Thanks all.
On further investigation we don’t see resource restrictions being ignored for the initial data loading tasks (these are not stolen). We could annotate downstream tasks to ensure that they are not stolen, but our trials show that with our modest change to the stealing, they don’t have to be. Which seems like a cheap useabilty win for very little effort.
The following Jupyter notebook shows our results.
Understanding Work Stealing
This sheet aims to show our problems with the current work stealing, and the behaviour of a system with our revised version.
It uses Docker containers to pretend to have 3 locations.
- This computer, where the client is running
- Metoffice
- Eumetsat
The idea is that tasks accessing data available in metoffice should be run there, and similarly with eumetsat.

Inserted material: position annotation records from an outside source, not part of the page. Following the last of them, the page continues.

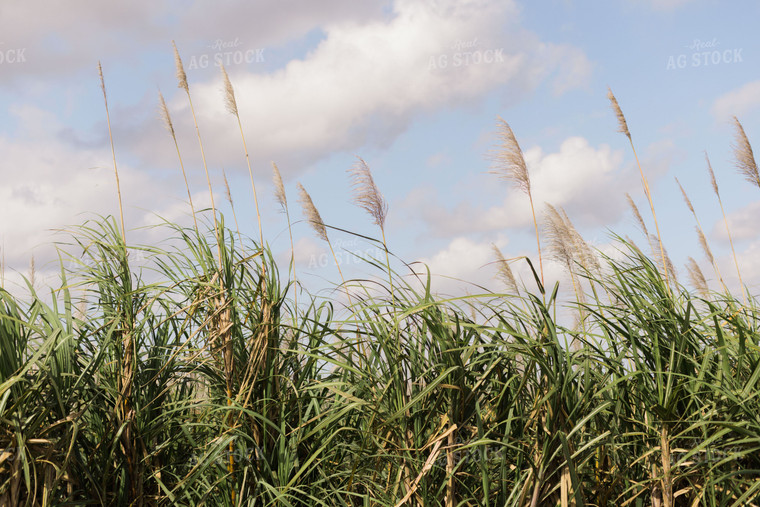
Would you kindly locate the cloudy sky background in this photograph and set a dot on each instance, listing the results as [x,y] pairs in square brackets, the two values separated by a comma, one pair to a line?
[415,88]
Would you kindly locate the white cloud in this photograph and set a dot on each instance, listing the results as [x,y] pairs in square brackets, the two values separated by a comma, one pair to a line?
[48,184]
[366,82]
[587,182]
[738,102]
[742,224]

The algoritm should be defined, and results rendered, here.
We use Docker to host a scheduler and workers in such a way that all data in /data
is visible to the client machine (this one) for metadata visibility, but the metoffice container can only see /data/metoffice
, and eumetsat /data/metoffice
. This keeps our data separation honest.
Setup
First some imports
from time import sleep
import dask
from dask.distributed import performance_report, get_task_stream
import pytest
import ipytest
import xarray
import matplotlib.pyplot as plt
ipytest.autoconfig()
Clear out the cluster (docker stop" requires at least 1 argument
means that nothing was running)
%%bash
docker stop $(docker ps -a -q)
docker container prune --force
e395ef09a505
b0c29d9421c8
63f33eaf89f4
Deleted Containers:
e395ef09a50506098a46a88feb476de9317db9400db7ac73191236962e038e7e
b0c29d9421c8e1f11b65f039e30e749e21921509ae1248ef2367c2973b24397c
63f33eaf89f43f96ac2cb6b6fe7d4925fb75a8766ee0faf33067bc84c25f1cf2
Total reclaimed space: 66.78kB
Our Vision
Here we show an xarray calculation run on metoffice and eumetsat workers.
Run Up a Cluster
First run a scheduler. We’re going to run our version that prevents cross-organisation work-stealing.

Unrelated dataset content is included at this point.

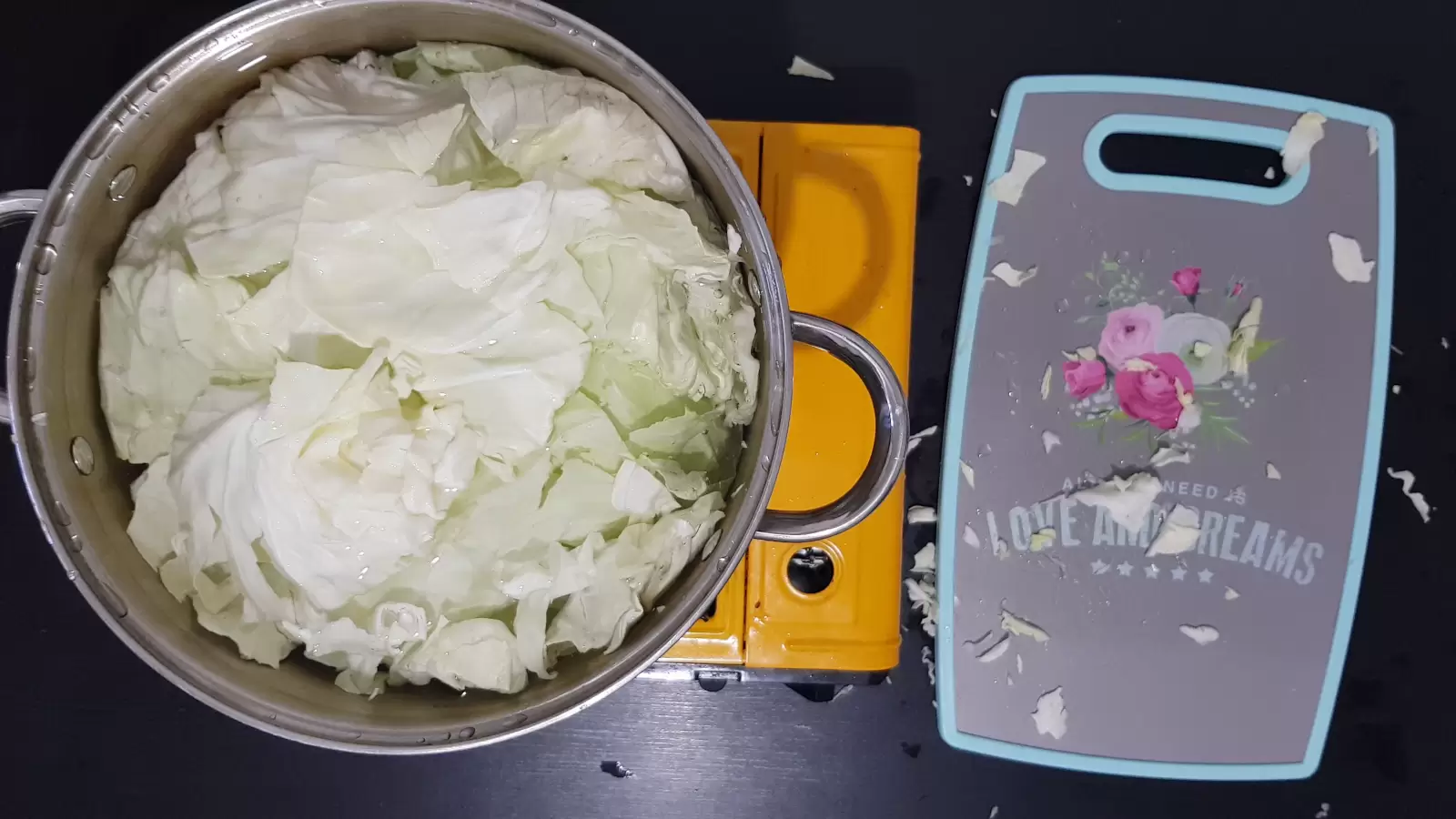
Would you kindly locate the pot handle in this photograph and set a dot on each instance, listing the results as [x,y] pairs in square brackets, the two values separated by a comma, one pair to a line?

The docker container is available at Docker Hub. It is basically conda install -c conda-forge python=3.10 dask distributed iris xarray bottleneck
and then apply some patches detailed later.
%%bash --bg
docker run --network host metoffice/irisxarray resource-aware-scheduler.py
Start 4 metoffice workers, in separate processes. These have a resource org-metoffice=1
%%bash --bg
scheduler_host=localhost:8786
org_name=metoffice
worker_cmd="dask-worker $scheduler_host --nprocs 4 --nthreads 1 --resources org-$org_name=1 --name $org_name"

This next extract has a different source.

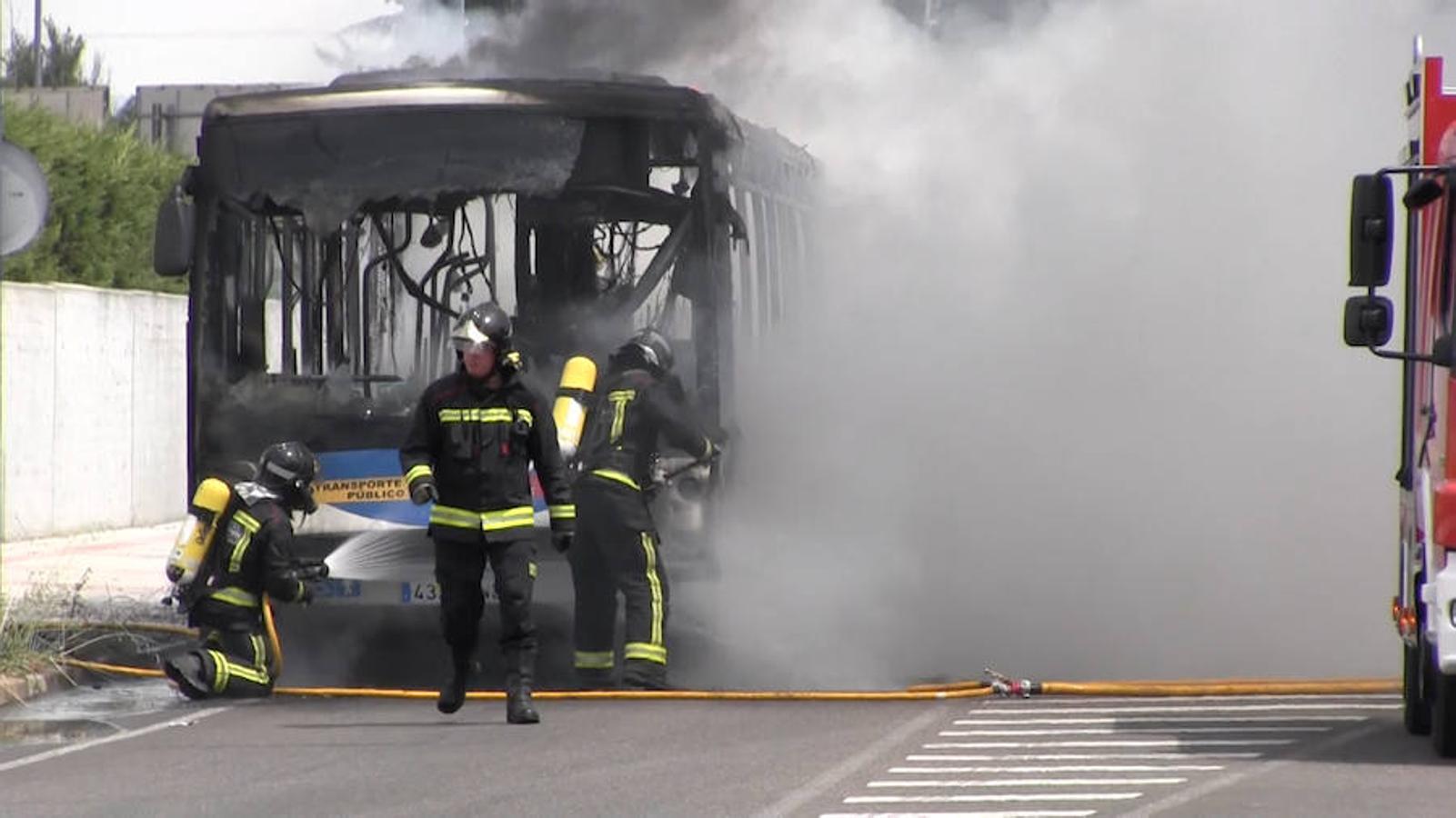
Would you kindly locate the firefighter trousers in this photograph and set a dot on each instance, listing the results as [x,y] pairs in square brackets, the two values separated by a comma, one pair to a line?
[613,554]
[459,569]
[230,663]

docker run --network host --mount type=bind,source="$(pwd)"/$org_name-data,target=/data/$org_name --env ORG_NAME=$org_name metoffice/irisxarray $worker_cmd
Start 4 eumetsat workers, in separate processes, and with org-eumetsat=1
%%bash --bg
scheduler_host=localhost:8786
org_name=eumetsat
worker_cmd="dask-worker $scheduler_host --nprocs 4 --nthreads 1 --resources org-$org_name=1 --name $org_name"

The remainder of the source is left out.